The player’s shooter can come up and down on a six-row vertival space in addition to moving sideways.

3.3 Interconnectedness

One of the great strenghts of Centipede is how well all the different elements of the gameplay fit together. Once the players have played the game just a few times, they have a completely reliable set of expectations about how these enemies will attack them.

  • The centipede appears as either a lone twelve-segment centipede or as a shorter centipede accompanied by a number of single heads. It winds its way down from the top of the screen to the player’s area at the bottom, moving horizontally. Once at the bottom of the screen, the centipede moves back and forth inside the player’s area, posing a great danger to players.

  • The spider moves in a diagonal, bouncing pattern across the bottom of the screen, passing in and out of the player’s area.

  • The flea plummets vertically, straight down.

  • The scorpion travels horizontally across the top half of the screen and hence can never collide with and kill players. But it poisons the mushrooms it passes under.

  • Fighting against any of the creatures by itself would provide very little challenge for players. Yet, when they function together they combine to create uniquely challenging situations for players. With any one of these adversaries missing, the game’s challenge would be significantly diminished, if not removed altogether.

The insects also have a unique relationship to the mushrooms, which fill the game’s play-field.

  • Every time a centipede bumps into a mushroom, it turns down to the next row below, as if it had run into the edge of the play-field. Each segment of the centipede destroyed leaves a mushroom where the segment was destroyed.

  • As the flea falls to the bottom of the play-field, it leaves a trail of new mushrooms behind itself, and the only way for players to stop it is to kill it.

  • The flea comes on to the playfield if less than a certain number of mushroom are on the bottom half of the screen.

  • The spider eats mushrooms.

  • The scorpion poisons the mushrooms. When the centipede hits a poisoned mushroom, it will move vertically straight down to the bottom of the screen.

Therefore, Centipede becomes something of a hybrid between an arcade shooter and a real-time puzzle game.

3.3 Escalating Tension

Centipede creates peaks and valleys in which tension escalates to an apex and, with the killing of the last centipede segment, relaxes for a moment as the game switches over the next wave.

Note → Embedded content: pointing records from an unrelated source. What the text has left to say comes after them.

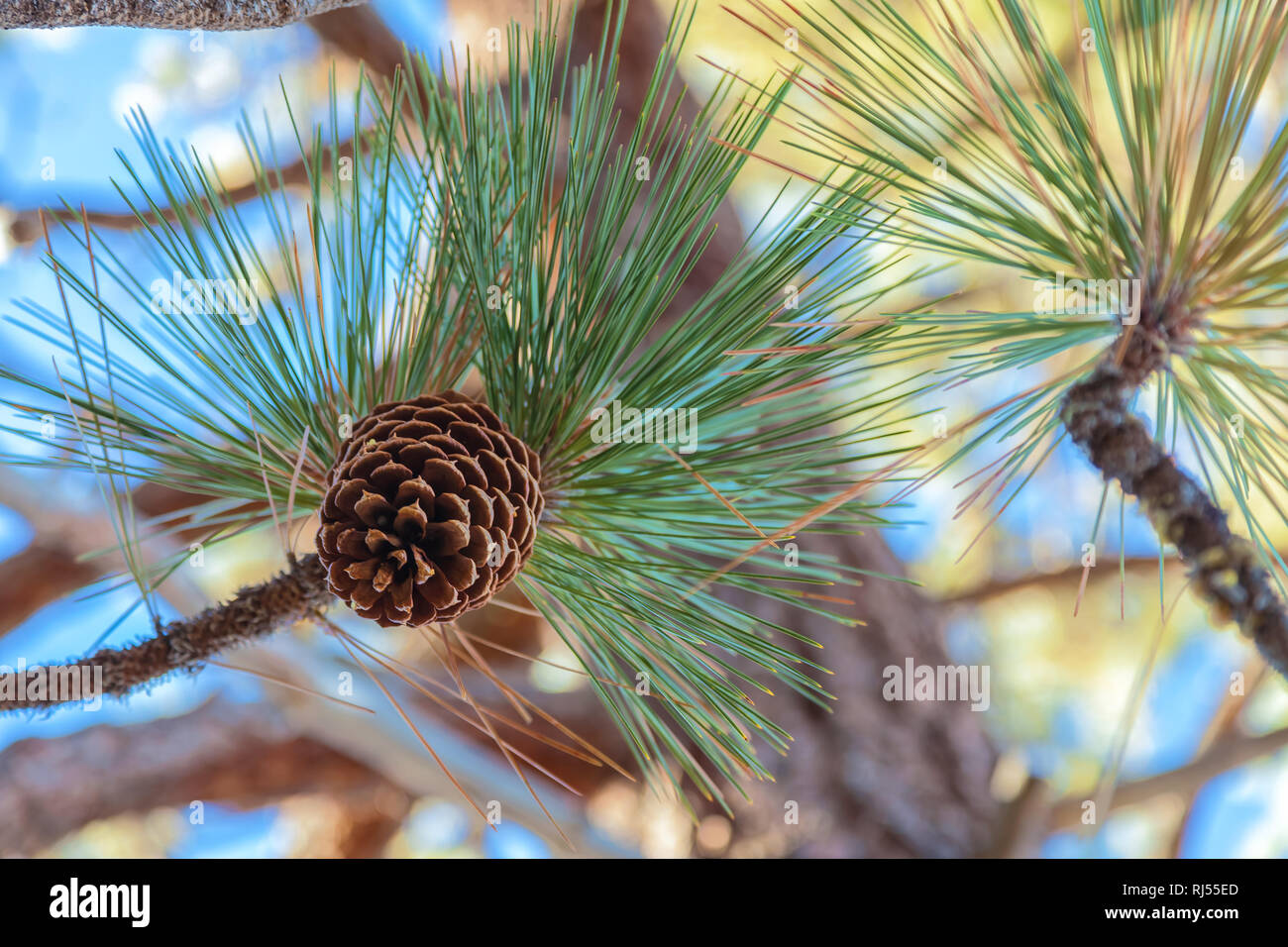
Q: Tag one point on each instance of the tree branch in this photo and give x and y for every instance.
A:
(256, 612)
(1229, 754)
(239, 755)
(1224, 567)
(163, 14)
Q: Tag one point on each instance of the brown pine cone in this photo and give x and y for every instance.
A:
(430, 508)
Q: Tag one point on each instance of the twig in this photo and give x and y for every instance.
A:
(1222, 758)
(1223, 566)
(257, 612)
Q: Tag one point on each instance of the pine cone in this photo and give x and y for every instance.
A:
(430, 508)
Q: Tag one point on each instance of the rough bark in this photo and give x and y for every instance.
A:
(163, 14)
(875, 777)
(185, 644)
(1224, 567)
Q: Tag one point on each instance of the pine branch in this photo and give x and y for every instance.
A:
(235, 754)
(184, 644)
(163, 14)
(1224, 567)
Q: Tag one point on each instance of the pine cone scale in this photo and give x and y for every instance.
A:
(430, 508)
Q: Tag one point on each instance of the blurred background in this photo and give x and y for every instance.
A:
(248, 761)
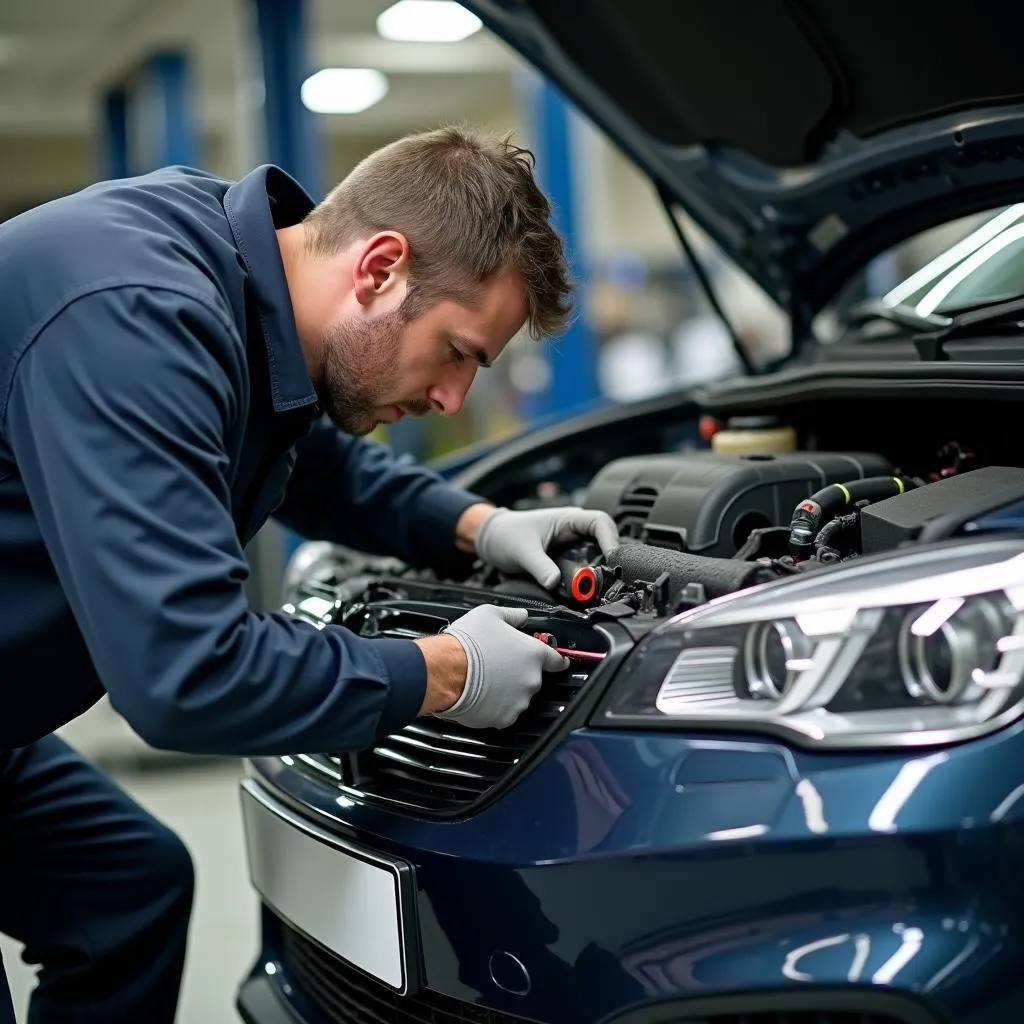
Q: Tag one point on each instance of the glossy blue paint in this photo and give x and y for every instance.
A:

The flea, the only enemy that must be shoot twice in order to be destroyed, also escalate tension over a few seconds. When it is shot just once, its speed increases dramatically and players must quickly shoot it again to avoid being hit.

If players shoot the middle segment of an eleven-segment centipede, it will split into two five-segment centipedes that head in opposite directions. As a result, skilled players will end up going for the head or tail of the centipede to avoid splitting it.

Over the course of a game of Centipede, mushrooms become more and more tightly packed on the play-field.

Centipede also balances its monsters to become harder and harder as player’s scores increase.

The game cycles around once twelve individual heads are spawned, and then becomes harder by only spawning fast centipedes.

The player’s death also provides a brief respite from the tension. When the player’s ship is destroyed, the wave starts over and hence the centipede returns to the top of the screen, and all of the mushrooms on the screen are reset.

Centipede is marvelous at creating and maintaining a tense situation for players, while still providing brief “breathing periods” within the action. Designers of modern games, who are always concerned with ramping up difficuly for players, could learn much by analysing how Centipede keeps players constantly on their toes without ever unfairly overwhelming them.